Journal of Archaeology in the Low Countries 1-1 (May 2009)E. Smits; J. van der Plicht: Mesolithic and Neolithic human remains in the Netherlands: physical anthropological and stable isotope investigations
3 Background: Mesolithic and Neolithic sites in the Lower Rhine basin (c. 5500-3500 cal BC)

3.1 Late Mesolithic sites

From the Late Mesolithic the most important sites are both sites at Hardinxveld-Giessendam: Polderweg (5450-5050 BC.) and De Bruin (5250-4500 BC, Louwe Kooijmans 2001a, 2001b; Mol & van Zijverden 2007). The sites are located on river dunes that were, at least in their first phase, occupied in winter. Apart from profuse habitation remains, several graves and isolated scattered human bones were recovered, in total representing 19 individuals. At Polderweg one complete and one disturbed grave were excavated. The complete grave held the skeletal remains of an elderly woman, the oldest known skeleton from the Netherlands. She was buried on the back with stretched limbs. Some tiny pieces of red ochre were also recovered from the grave pit as well. At the site of De Bruin one of the graves contained the bones of a man from which an originally sitting position could be deducted. An interesting observation is a healed depression fracture on the right parietal bone of the skull (fig. 2). The size and shape indicates a blunt force trauma with a longitudinal object like a club. A third grave had been disturbed in ancient times leaving only the upper half of the skeleton. It belonged to a man who had been buried in a supine position just like the Polderweg woman. From the graves with the skeletal remains of the male individuals no grave goods were recovered.


Fig. 2 Hardinxveld-De Bruin, burial 2, skull of an adult man with healed depression fracture on the right parietal bone, Late Mesolithic (after Louwe Kooijmans & Smits 2001)

The physical anthropological study of the human skeletal remains indicate the presence of men, women and children which show the occupation of both sites by family groups (Smits & Louwe Kooijmans 2001; Louwe Kooijmans & Smits 2001). This finding supports the archaeological evidence concerning the varied toolkit, the long occupation period and the presence of formal burials, which typify these sites as base camps (Louwe Kooijmans 2001a, 2001b).

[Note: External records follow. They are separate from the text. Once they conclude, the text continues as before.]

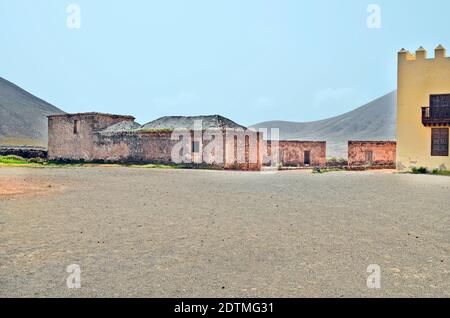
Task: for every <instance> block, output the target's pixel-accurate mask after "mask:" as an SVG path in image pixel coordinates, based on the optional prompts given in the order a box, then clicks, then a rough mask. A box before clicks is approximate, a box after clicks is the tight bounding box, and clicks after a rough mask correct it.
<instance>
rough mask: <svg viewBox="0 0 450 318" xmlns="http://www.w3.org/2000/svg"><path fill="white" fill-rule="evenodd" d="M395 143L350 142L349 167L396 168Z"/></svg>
mask: <svg viewBox="0 0 450 318" xmlns="http://www.w3.org/2000/svg"><path fill="white" fill-rule="evenodd" d="M396 153H397V143H396V142H395V141H349V142H348V165H349V166H368V165H370V166H378V167H389V168H390V167H395V161H396Z"/></svg>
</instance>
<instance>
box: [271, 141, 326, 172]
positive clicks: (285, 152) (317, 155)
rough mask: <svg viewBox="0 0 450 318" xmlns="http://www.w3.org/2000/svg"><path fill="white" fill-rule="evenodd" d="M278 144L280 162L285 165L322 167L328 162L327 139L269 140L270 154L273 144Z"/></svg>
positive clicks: (286, 165)
mask: <svg viewBox="0 0 450 318" xmlns="http://www.w3.org/2000/svg"><path fill="white" fill-rule="evenodd" d="M276 144H278V150H279V157H278V158H279V162H280V164H281V165H282V166H284V167H322V166H325V165H326V163H327V143H326V142H325V141H298V140H280V141H277V142H270V141H268V142H267V149H268V155H269V156H271V154H272V148H273V147H272V145H276Z"/></svg>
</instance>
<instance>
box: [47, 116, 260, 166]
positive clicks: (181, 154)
mask: <svg viewBox="0 0 450 318" xmlns="http://www.w3.org/2000/svg"><path fill="white" fill-rule="evenodd" d="M121 122H134V118H133V117H131V116H119V115H109V114H99V113H85V114H72V115H70V114H66V115H57V116H50V117H49V145H48V153H49V159H50V160H57V161H86V162H108V163H136V164H142V163H159V164H174V163H177V164H178V163H181V164H192V165H203V164H207V165H211V166H214V167H216V168H220V169H237V170H260V169H261V166H262V165H261V162H262V160H261V142H262V139H263V138H262V134H261V133H258V132H254V131H252V130H242V129H224V130H223V129H216V130H214V129H213V130H207V131H191V130H179V131H172V130H168V129H161V130H158V129H156V130H126V131H115V130H108V129H106V128H108V127H110V126H112V125H114V124H117V123H121Z"/></svg>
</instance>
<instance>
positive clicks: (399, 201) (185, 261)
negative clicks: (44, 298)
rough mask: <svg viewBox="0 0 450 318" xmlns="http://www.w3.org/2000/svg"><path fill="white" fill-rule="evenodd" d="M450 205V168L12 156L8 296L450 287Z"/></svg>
mask: <svg viewBox="0 0 450 318" xmlns="http://www.w3.org/2000/svg"><path fill="white" fill-rule="evenodd" d="M449 206H450V178H448V177H440V176H428V175H426V176H424V175H409V174H393V173H382V172H336V173H326V174H312V173H299V172H294V171H290V172H280V173H276V174H263V173H244V172H224V171H200V170H158V169H139V168H136V169H135V168H120V167H115V168H107V167H89V168H54V169H52V168H45V169H33V168H3V167H0V296H2V297H12V296H19V297H95V296H102V297H132V296H137V297H321V296H331V297H352V296H355V297H386V296H387V297H396V296H406V297H416V296H423V297H431V296H437V297H450V208H449ZM71 264H77V265H79V266H80V269H81V288H79V289H69V288H67V286H66V279H67V277H68V275H69V274H68V273H67V272H66V267H67V266H69V265H71ZM371 264H377V265H379V266H380V268H381V288H380V289H368V288H367V283H366V281H367V277H368V276H369V275H370V274H369V273H367V267H368V266H369V265H371Z"/></svg>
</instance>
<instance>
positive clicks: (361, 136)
mask: <svg viewBox="0 0 450 318" xmlns="http://www.w3.org/2000/svg"><path fill="white" fill-rule="evenodd" d="M396 105H397V92H396V91H394V92H392V93H389V94H387V95H385V96H383V97H380V98H378V99H376V100H374V101H372V102H370V103H368V104H366V105H364V106H362V107H359V108H357V109H355V110H353V111H351V112H348V113H345V114H343V115H340V116H337V117H333V118H329V119H325V120H320V121H314V122H307V123H296V122H286V121H270V122H264V123H260V124H257V125H254V126H253V127H254V128H260V127H265V128H276V127H278V128H280V138H281V139H288V140H325V141H327V156H328V157H343V158H346V157H347V143H348V140H395V139H396V116H397V114H396V113H397V112H396Z"/></svg>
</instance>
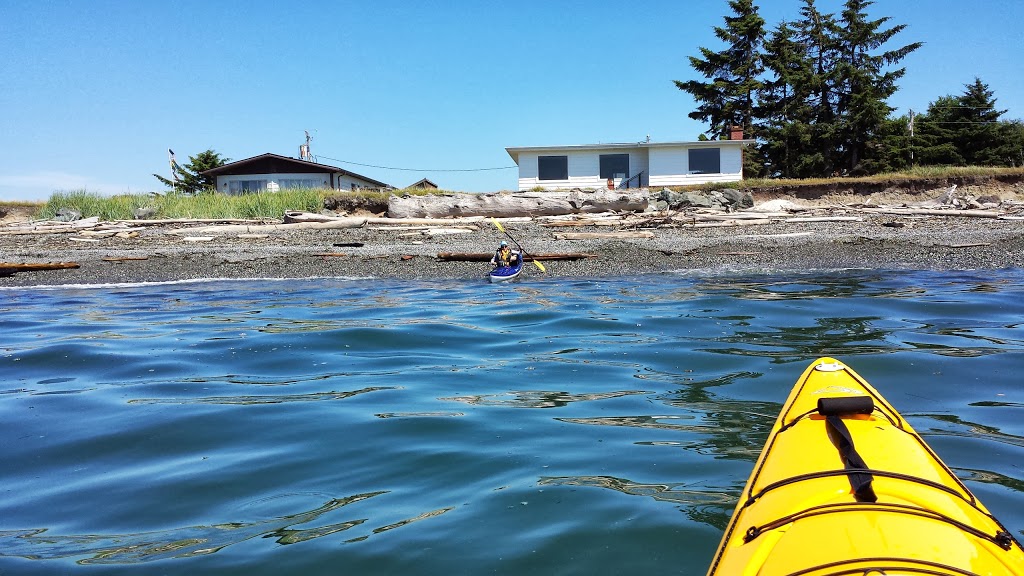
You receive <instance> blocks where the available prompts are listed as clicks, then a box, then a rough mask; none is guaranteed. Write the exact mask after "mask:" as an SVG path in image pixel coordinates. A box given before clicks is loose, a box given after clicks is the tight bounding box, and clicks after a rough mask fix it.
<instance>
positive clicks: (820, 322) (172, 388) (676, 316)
mask: <svg viewBox="0 0 1024 576" xmlns="http://www.w3.org/2000/svg"><path fill="white" fill-rule="evenodd" d="M1022 285H1024V271H996V272H979V273H931V272H893V273H886V272H842V273H839V272H837V273H815V274H807V275H803V276H796V277H794V276H785V277H781V276H721V275H685V274H683V275H671V274H668V275H657V276H644V277H638V278H621V279H612V280H588V279H565V278H557V277H547V278H545V277H540V276H539V275H537V274H532V275H530V276H529V277H528V278H527V279H525V280H524V281H521V282H518V283H512V284H494V285H493V284H488V283H486V282H485V281H484V280H480V281H479V282H464V281H445V282H398V281H376V280H309V281H224V282H199V283H180V284H163V285H146V286H104V287H68V288H52V289H50V288H16V289H3V290H0V334H2V339H0V375H2V381H0V574H5V575H6V574H188V575H195V574H247V575H253V574H399V573H400V574H621V573H631V574H642V573H650V574H655V573H658V574H659V573H670V572H671V573H682V574H698V575H699V574H703V573H705V571H706V570H707V567H708V564H709V562H710V560H711V558H712V554H713V552H714V550H715V548H716V546H717V545H718V542H719V539H720V537H721V534H722V530H723V528H724V526H725V524H726V522H727V521H728V518H729V515H730V513H731V511H732V508H733V506H734V504H735V501H736V498H737V496H738V494H739V492H740V489H741V488H742V486H743V483H744V482H745V480H746V477H748V475H749V474H750V471H751V468H752V467H753V463H754V460H755V459H756V457H757V455H758V453H759V451H760V449H761V447H762V445H763V443H764V441H765V439H766V436H767V434H768V430H769V429H770V427H771V425H772V423H773V422H774V419H775V417H776V415H777V413H778V411H779V408H780V407H781V403H782V402H783V401H784V400H785V397H786V395H787V394H788V392H790V388H791V387H792V385H793V383H794V382H795V380H796V379H797V377H798V376H799V375H800V373H801V372H802V371H803V369H804V368H805V367H806V366H807V364H808V363H810V362H811V361H813V360H814V359H815V358H817V357H819V356H833V357H836V358H839V359H841V360H843V361H845V362H847V363H848V364H850V365H851V366H852V367H853V368H854V369H855V370H857V371H858V372H859V373H860V374H861V375H863V376H864V377H866V378H867V379H868V381H870V382H871V383H872V384H874V386H876V387H878V388H879V389H880V392H881V393H882V394H883V395H884V396H886V397H887V399H888V400H889V401H890V402H891V403H892V404H894V405H895V406H896V408H897V409H899V410H900V411H901V412H902V413H903V414H904V416H906V417H907V419H908V420H909V421H910V423H911V424H912V425H913V426H914V427H915V428H916V429H918V430H919V431H921V433H923V435H924V436H925V438H926V440H927V441H928V442H929V444H930V445H931V446H932V447H933V448H934V449H935V450H936V451H937V452H938V453H939V455H940V456H941V457H942V458H943V459H944V460H945V462H946V463H947V464H948V465H949V466H950V467H952V468H953V469H954V470H955V472H956V474H957V475H958V476H959V477H961V478H962V479H964V480H965V482H966V483H967V485H968V486H969V487H970V488H971V490H972V491H974V492H975V494H976V495H977V496H978V497H979V498H980V499H981V500H982V501H983V502H984V503H985V504H986V505H987V506H988V507H989V508H990V509H991V510H993V511H994V512H995V515H996V516H997V517H998V518H999V519H1000V520H1001V521H1002V523H1004V524H1005V525H1006V526H1007V527H1008V528H1009V529H1010V530H1011V532H1013V533H1014V534H1015V535H1016V536H1017V537H1018V538H1021V536H1022V535H1024V386H1022V384H1021V377H1020V369H1021V367H1022V366H1024V364H1022V361H1024V327H1022V324H1021V323H1022V322H1024V288H1022Z"/></svg>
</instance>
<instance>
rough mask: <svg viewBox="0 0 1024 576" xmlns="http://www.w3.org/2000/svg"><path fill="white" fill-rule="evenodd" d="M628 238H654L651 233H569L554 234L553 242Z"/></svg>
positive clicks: (588, 232)
mask: <svg viewBox="0 0 1024 576" xmlns="http://www.w3.org/2000/svg"><path fill="white" fill-rule="evenodd" d="M628 238H654V233H653V232H648V231H637V232H569V233H564V234H556V235H555V240H602V239H608V240H613V239H628Z"/></svg>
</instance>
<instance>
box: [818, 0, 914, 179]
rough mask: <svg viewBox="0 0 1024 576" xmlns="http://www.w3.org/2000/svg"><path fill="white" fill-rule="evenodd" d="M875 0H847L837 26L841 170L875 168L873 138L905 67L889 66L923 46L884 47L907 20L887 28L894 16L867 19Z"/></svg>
mask: <svg viewBox="0 0 1024 576" xmlns="http://www.w3.org/2000/svg"><path fill="white" fill-rule="evenodd" d="M873 3H874V2H873V1H872V0H846V3H845V4H844V9H843V11H842V14H841V18H840V20H839V23H838V24H839V26H838V27H836V29H835V30H836V32H837V36H836V40H837V49H838V59H837V63H836V64H837V66H836V75H835V79H836V85H835V93H836V95H837V97H836V100H835V104H836V110H835V116H836V123H837V128H838V133H837V136H838V141H837V142H836V143H838V145H839V149H840V151H841V157H840V159H839V160H840V162H841V164H840V165H838V166H837V169H841V170H843V171H845V172H847V173H851V174H857V173H866V172H873V171H874V169H872V167H871V166H870V165H869V162H870V161H871V156H872V155H871V153H870V147H871V142H873V141H874V139H876V136H878V135H879V131H880V128H881V127H882V124H883V123H884V122H885V121H886V120H887V119H888V118H889V115H890V113H892V111H893V108H891V107H890V106H889V104H888V99H889V97H890V96H892V95H893V94H894V93H896V90H897V89H898V87H897V85H896V81H897V80H899V79H900V78H902V77H903V75H904V74H905V72H906V69H904V68H900V69H896V70H887V69H888V68H889V67H892V66H894V65H896V64H898V63H899V61H900V60H902V59H903V58H905V57H906V56H907V55H908V54H910V52H913V51H914V50H916V49H918V48H920V47H921V46H922V45H923V44H922V43H921V42H913V43H911V44H907V45H905V46H901V47H899V48H895V49H891V50H885V51H881V52H879V51H878V50H879V49H880V48H882V46H884V45H885V44H886V43H887V42H889V41H890V40H891V39H892V38H893V37H895V36H896V35H897V34H899V33H900V32H902V31H903V30H904V29H905V28H906V25H897V26H893V27H891V28H888V29H886V28H883V27H884V26H885V25H886V23H888V22H889V20H890V19H891V18H890V17H888V16H887V17H882V18H879V19H873V20H872V19H868V16H867V12H866V10H867V8H868V7H869V6H870V5H872V4H873ZM865 163H866V164H865ZM862 164H865V165H862Z"/></svg>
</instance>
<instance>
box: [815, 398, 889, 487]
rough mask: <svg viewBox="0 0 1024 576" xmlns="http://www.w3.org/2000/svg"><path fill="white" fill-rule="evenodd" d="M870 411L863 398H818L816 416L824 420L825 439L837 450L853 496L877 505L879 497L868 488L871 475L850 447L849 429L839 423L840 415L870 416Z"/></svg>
mask: <svg viewBox="0 0 1024 576" xmlns="http://www.w3.org/2000/svg"><path fill="white" fill-rule="evenodd" d="M873 411H874V402H872V401H871V399H870V398H869V397H866V396H856V397H846V398H819V399H818V414H821V415H822V416H824V417H825V424H826V426H825V429H826V430H827V433H828V438H829V439H830V440H831V441H833V444H835V445H836V448H837V449H838V450H839V455H840V457H841V458H842V459H843V467H844V468H845V469H846V470H847V471H848V472H849V474H848V475H847V477H848V478H849V479H850V487H851V488H853V497H854V498H856V499H857V501H858V502H877V501H878V499H879V497H878V496H876V495H874V489H872V488H871V480H872V478H871V474H870V472H869V471H868V467H867V464H866V463H865V462H864V459H863V458H862V457H861V456H860V454H858V453H857V447H856V446H854V444H853V437H852V436H851V435H850V429H849V428H847V427H846V423H845V422H843V418H841V417H840V416H842V415H849V414H870V413H871V412H873Z"/></svg>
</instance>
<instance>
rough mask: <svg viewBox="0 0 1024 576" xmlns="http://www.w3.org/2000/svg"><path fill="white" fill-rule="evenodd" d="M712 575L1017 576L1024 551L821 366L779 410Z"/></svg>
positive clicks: (902, 436)
mask: <svg viewBox="0 0 1024 576" xmlns="http://www.w3.org/2000/svg"><path fill="white" fill-rule="evenodd" d="M708 574H709V576H713V575H723V576H725V575H728V576H733V575H755V574H756V575H759V576H768V575H775V574H788V575H798V574H799V575H815V576H818V575H825V574H831V575H839V574H853V575H858V576H860V575H872V576H874V575H882V574H887V575H893V574H914V575H920V574H933V575H934V574H939V575H945V574H957V575H968V574H986V575H987V574H992V575H994V574H1021V575H1024V549H1022V548H1021V544H1020V542H1018V541H1017V539H1016V538H1015V537H1014V536H1013V535H1012V534H1011V533H1010V532H1009V531H1008V530H1007V529H1006V528H1005V527H1004V526H1002V525H1001V524H999V522H998V521H997V520H996V519H995V518H994V517H993V516H992V515H991V513H990V512H989V511H988V509H986V508H985V506H984V505H982V503H981V502H980V501H978V499H977V498H975V496H974V495H973V494H972V493H971V492H970V491H969V490H968V489H967V487H966V486H965V485H964V484H963V483H962V482H961V481H959V479H957V478H956V476H955V475H953V472H952V471H950V470H949V468H948V467H946V465H945V464H943V463H942V461H941V460H940V459H939V457H938V456H937V455H936V454H935V452H933V451H932V449H931V448H929V446H928V445H927V444H926V443H925V441H924V440H923V439H922V438H921V436H920V435H919V434H918V433H915V431H914V430H913V428H912V427H910V424H908V423H907V422H906V420H904V419H903V417H902V416H900V414H899V413H898V412H897V411H896V409H894V408H893V407H892V406H891V405H890V404H889V403H888V402H886V400H885V399H884V398H882V396H881V395H880V394H879V393H878V390H876V389H874V388H873V387H871V386H870V384H868V383H867V382H866V381H865V380H864V379H863V378H861V377H860V376H859V375H858V374H857V373H856V372H854V371H853V370H851V369H850V368H848V367H847V366H846V365H844V364H843V363H841V362H839V361H837V360H834V359H831V358H822V359H819V360H817V361H815V362H814V363H812V364H811V365H810V366H809V367H808V368H807V370H805V371H804V373H803V375H802V376H801V377H800V379H799V380H798V381H797V384H796V386H794V388H793V392H792V393H791V394H790V398H788V399H787V400H786V401H785V405H784V406H783V407H782V411H781V412H780V413H779V416H778V419H777V420H776V422H775V426H774V427H773V428H772V430H771V435H770V436H769V437H768V442H767V443H766V444H765V447H764V449H763V450H762V452H761V456H760V457H759V458H758V461H757V464H756V465H755V467H754V471H753V474H752V475H751V477H750V479H749V480H748V482H746V487H745V488H744V489H743V492H742V494H741V495H740V498H739V502H738V503H737V505H736V509H735V511H734V512H733V515H732V520H731V521H730V522H729V526H728V528H727V529H726V532H725V535H724V537H723V538H722V543H721V544H720V545H719V549H718V551H717V552H716V554H715V560H714V562H713V563H712V565H711V568H710V569H709V571H708Z"/></svg>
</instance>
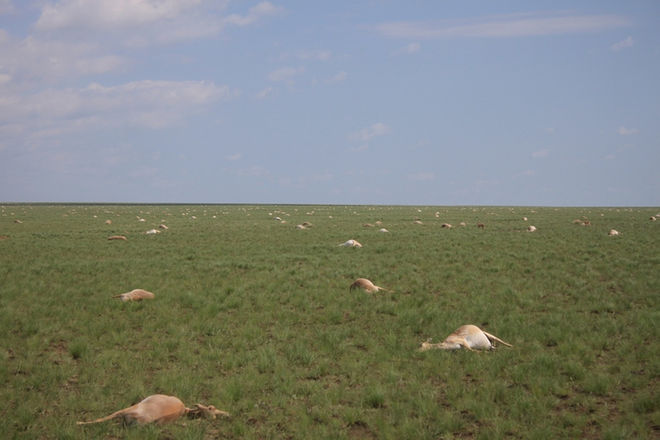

At Mariënberg an extensive complex of Middle and Late Mesolithic hearth pits was excavated, together with some Beaker burial pits. A group of six Mesolithic pits, indirectly dated to c. 5100 cal BC., were interpreted by the excavator as grave pits, in view of the presence of red ochre colouring of the pit fills and some specific objects, especially so-called arrow shaft polishers. The deceased would have been buried in a sitting position (Verlinde 2005; Verlinde & Newell 2006). This interpretation is disputable, mainly because no human remains were preserved (Louwe Kooijmans in press).

Two sites yielded a few cremated remains in a settlement context; these are Dalfsen (Verlinde 1974) and Oirschot (Arts & Hoogland 1987). The interpretation of the remains at Late Mesolithic Dalfsen is unclear, as only a few calcinated bones were recovered from the fills of some domestic pits. At Oirschot a distinct concentration of cremation remains of one subadult individual, 10-13 years of age, were found, associated with a small pit and a small flint scatter. The complex is dated to the Middle Mesolithic on the basis of microlith typology and several 14C dates, one from the cremated bone itself (GrA-13390 8320 ± 40 BP, Lanting 2001).